I have a CSR and I had my wife get it too, we will be closing hers after the first year. 200k points and $600 in annual travel credits is nice if you can use it.
Before you apply for the card i would log into chase UR account and look at their airline partners. If the partners or partners of UR partners are airlines or hotels you would like to stay at or fly on then it could be worth it for that 200k UR Points.
If you were to both equally split travel/dining costs, how much a year would you spend on travel and dining each?
This article explains the break even points for the annual fee if you were to spend mainly on those two categories or none at all:
http://thepointsguy.com/2016/10/break-even-point-chase-sapphire-reserve/
The sign-up bonus and $1200 combined annual credit is worth it alone for us but one may cancel when the next annual fee comes due. Then you'll have to decide if it's worth the inquiry or not.
@Corvidae wrote:If you were to both equally split travel/dining costs, how much a year would you spend on travel and dining each?
This article explains the break even points for the annual fee if you were to spend mainly on those two categories or none at all:
http://thepointsguy.com/2016/10/break-even-point-chase-sapphire-reserve/
The sign-up bonus and $1200 combined annual credit is worth it alone for us but one may cancel when the next annual fee comes due. Then you'll have to decide if it's worth the inquiry or not.
Being a numbers dork, I found this to be an interesting read. Spending $3,334 a year for someone who does more than occasional travel and dining (that is, the target audience for this card in the first place) is beyond reasonable. I would think many people who plan on keeping this card after 1 year spend that much a month on travel/dining.
Why split equally with a partner though? Wouldn't it make more sense to pool as many points as possible into one account rather than divide them, beyond the $3334 required to recoup the value of the SO's card (and provided the SO does enough solo travel/dining to justify keeping the second card in the first place)? The larger pool becomes more useful to purchase bigger ticket items (first class intl tickets, for instance) than does multiple smaller pools.
Or can you transfer UR points between accounts?
The split was simply to decide if each would charge enough to the card to make its value be more than the annual fee, not to have them actually do it. I guess technically they can charge $10,000 in 1 point transactions and it would pay for the annual fee but that would be a total waste when you could do the same to a Citi Double Cash, get 2 points and no annual fee for that.
@iced wrote:
@Corvidae wrote:If you were to both equally split travel/dining costs, how much a year would you spend on travel and dining each?
This article explains the break even points for the annual fee if you were to spend mainly on those two categories or none at all:
http://thepointsguy.com/2016/10/break-even-point-chase-sapphire-reserve/
The sign-up bonus and $1200 combined annual credit is worth it alone for us but one may cancel when the next annual fee comes due. Then you'll have to decide if it's worth the inquiry or not.

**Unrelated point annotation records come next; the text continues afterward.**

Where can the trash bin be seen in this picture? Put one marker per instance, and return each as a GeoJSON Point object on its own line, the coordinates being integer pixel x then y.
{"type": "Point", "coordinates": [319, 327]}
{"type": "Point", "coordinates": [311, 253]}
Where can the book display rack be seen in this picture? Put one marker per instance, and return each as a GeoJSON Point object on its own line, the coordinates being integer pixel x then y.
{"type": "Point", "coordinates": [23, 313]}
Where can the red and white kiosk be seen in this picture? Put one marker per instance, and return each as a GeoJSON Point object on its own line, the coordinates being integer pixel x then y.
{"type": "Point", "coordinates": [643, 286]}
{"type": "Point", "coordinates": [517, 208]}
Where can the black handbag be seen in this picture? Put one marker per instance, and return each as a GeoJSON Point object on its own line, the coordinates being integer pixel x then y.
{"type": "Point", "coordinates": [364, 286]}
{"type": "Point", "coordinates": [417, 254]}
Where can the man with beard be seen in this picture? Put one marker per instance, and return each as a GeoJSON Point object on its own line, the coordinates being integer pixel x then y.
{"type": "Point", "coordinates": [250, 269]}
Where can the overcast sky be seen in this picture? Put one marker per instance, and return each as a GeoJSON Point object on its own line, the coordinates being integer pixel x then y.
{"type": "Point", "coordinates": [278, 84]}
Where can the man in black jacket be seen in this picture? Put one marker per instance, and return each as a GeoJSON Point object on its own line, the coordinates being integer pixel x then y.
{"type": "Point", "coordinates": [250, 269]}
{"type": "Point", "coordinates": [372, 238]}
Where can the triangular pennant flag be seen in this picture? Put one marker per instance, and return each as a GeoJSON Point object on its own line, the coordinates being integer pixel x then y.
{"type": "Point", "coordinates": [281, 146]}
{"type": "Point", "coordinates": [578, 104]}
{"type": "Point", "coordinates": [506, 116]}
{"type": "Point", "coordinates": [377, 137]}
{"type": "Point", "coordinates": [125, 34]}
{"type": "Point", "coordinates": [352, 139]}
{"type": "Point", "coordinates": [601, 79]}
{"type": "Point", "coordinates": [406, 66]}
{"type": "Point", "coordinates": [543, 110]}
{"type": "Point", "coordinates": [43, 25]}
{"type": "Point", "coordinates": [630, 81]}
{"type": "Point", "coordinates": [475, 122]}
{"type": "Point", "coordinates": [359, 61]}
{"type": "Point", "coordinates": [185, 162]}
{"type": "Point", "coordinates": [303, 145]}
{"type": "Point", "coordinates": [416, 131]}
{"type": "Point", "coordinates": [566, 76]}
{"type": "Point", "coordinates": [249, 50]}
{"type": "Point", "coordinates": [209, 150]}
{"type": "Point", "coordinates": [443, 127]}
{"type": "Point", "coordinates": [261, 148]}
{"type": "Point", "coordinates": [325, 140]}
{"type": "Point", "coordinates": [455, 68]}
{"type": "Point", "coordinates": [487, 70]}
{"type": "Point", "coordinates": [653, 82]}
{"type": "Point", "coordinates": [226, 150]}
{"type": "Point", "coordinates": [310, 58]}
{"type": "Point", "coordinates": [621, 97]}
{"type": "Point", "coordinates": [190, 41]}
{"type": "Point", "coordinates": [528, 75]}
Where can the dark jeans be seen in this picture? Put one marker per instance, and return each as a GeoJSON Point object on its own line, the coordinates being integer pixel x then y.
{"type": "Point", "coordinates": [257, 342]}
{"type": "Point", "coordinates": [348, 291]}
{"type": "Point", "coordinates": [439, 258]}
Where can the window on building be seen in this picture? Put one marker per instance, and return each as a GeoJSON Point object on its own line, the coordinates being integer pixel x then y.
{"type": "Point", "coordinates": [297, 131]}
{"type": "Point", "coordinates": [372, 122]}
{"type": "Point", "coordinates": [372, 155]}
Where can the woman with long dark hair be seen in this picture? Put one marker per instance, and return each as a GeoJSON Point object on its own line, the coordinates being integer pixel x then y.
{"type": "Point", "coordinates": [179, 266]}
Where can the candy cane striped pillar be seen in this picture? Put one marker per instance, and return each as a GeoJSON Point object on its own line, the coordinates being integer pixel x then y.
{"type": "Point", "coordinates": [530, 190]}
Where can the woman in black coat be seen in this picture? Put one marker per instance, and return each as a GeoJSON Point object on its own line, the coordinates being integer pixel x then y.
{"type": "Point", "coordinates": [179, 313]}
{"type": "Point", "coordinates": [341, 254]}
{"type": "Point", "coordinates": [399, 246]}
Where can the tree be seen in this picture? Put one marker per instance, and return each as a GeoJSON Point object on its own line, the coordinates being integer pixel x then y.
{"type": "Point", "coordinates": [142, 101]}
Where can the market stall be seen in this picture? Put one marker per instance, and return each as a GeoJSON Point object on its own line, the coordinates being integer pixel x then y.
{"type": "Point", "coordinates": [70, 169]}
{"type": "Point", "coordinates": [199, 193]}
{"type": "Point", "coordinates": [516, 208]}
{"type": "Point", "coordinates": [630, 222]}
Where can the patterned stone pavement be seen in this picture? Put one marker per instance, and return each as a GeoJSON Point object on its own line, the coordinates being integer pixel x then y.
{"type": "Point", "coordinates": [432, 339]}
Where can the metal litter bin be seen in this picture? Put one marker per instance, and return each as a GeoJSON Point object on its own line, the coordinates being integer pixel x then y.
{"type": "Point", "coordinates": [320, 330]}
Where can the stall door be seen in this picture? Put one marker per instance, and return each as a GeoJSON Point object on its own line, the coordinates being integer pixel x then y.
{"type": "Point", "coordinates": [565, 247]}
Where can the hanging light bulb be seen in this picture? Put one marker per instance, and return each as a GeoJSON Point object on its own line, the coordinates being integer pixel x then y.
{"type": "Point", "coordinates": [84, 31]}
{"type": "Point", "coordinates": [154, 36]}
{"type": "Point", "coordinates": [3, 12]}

Being a numbers dork, I found this to be an interesting read. Spending $3,334 a year for someone who does more than occasional travel and dining (that is, the target audience for this card in the first place) is beyond reasonable. I would think many people who plan on keeping this card after 1 year spend that much a month on travel/dining.
Why split equally with a partner though? Wouldn't it make more sense to pool as many points as possible into one account rather than divide them, beyond the $3334 required to recoup the value of the SO's card (and provided the SO does enough solo travel/dining to justify keeping the second card in the first place)? The larger pool becomes more useful to purchase bigger ticket items (first class intl tickets, for instance) than does multiple smaller pools.
Or can you transfer UR points between accounts?
You can include the cards for one "member of your household" on the "Combine Points" page of your UR account, and transfer points to/from them as if they were your own cards.